Who doesn’t love Shake Shack? If not the best burger chain in America, there’s certainly none better.
The great thing is, it didn’t start life out as a chain, but as a humble little hotdog cart in Madison Square Park 2001, then as a kiosk in the same park in 2004, with lines soon round the block, the rest is history. They’re now one of the fastest-growing chains out there.
Like Jiro Ono (the top, most awarded sushi chef in the world), they really don’t have any big technical secrets. They just focus on quality and assume the customer will notice. Yummy burgers, dogs, fries, and custard, mostly.
Shake Shack was the brainchild of Danny Meyer, the CEO of Union Square Hospitality Group. As they said in Inc.com:
“Meyer rose to prominence as the founder and CEO of Union Square Hospitality Group, which comprises more than a dozen restaurants and other businesses, including New York City’s Union Square Cafe, which he opened when he was just 27. He also launched fast-casual chain Shake Shack, which went public in 2015.”
But it’s not just food quality, there’s something else going on. Union Square Hospitality Group (USHG for short) is built on this “brand purpose” they call “Radical Hospitality.” In other words, they do what they can to make people VERY welcome.

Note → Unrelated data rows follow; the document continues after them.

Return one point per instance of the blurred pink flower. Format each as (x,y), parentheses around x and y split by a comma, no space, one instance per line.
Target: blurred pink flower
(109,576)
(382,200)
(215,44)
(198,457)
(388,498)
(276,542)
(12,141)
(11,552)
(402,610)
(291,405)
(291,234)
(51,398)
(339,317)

“Brand Purpose” is one of those icky phrases marketing types love to use, however, it’s only icky because so many brands fall short of the ideal. But USHG takes it VERY seriously, and as a result, the ethos permeates the business. You walk in, the vibe is VERY different than outer chains. It’s much classier, somehow.
What they don’t mention in the Inc. article is that “Radical Hospitality” has a long history, beginning in the Christian church and Saint Benedict.
Great minds think alike, right?
Every business needs a hill to die on. “Radical Hospitality” is Shake Shack’s. But how many businesses are lacking their own hill? We reckon, most of them.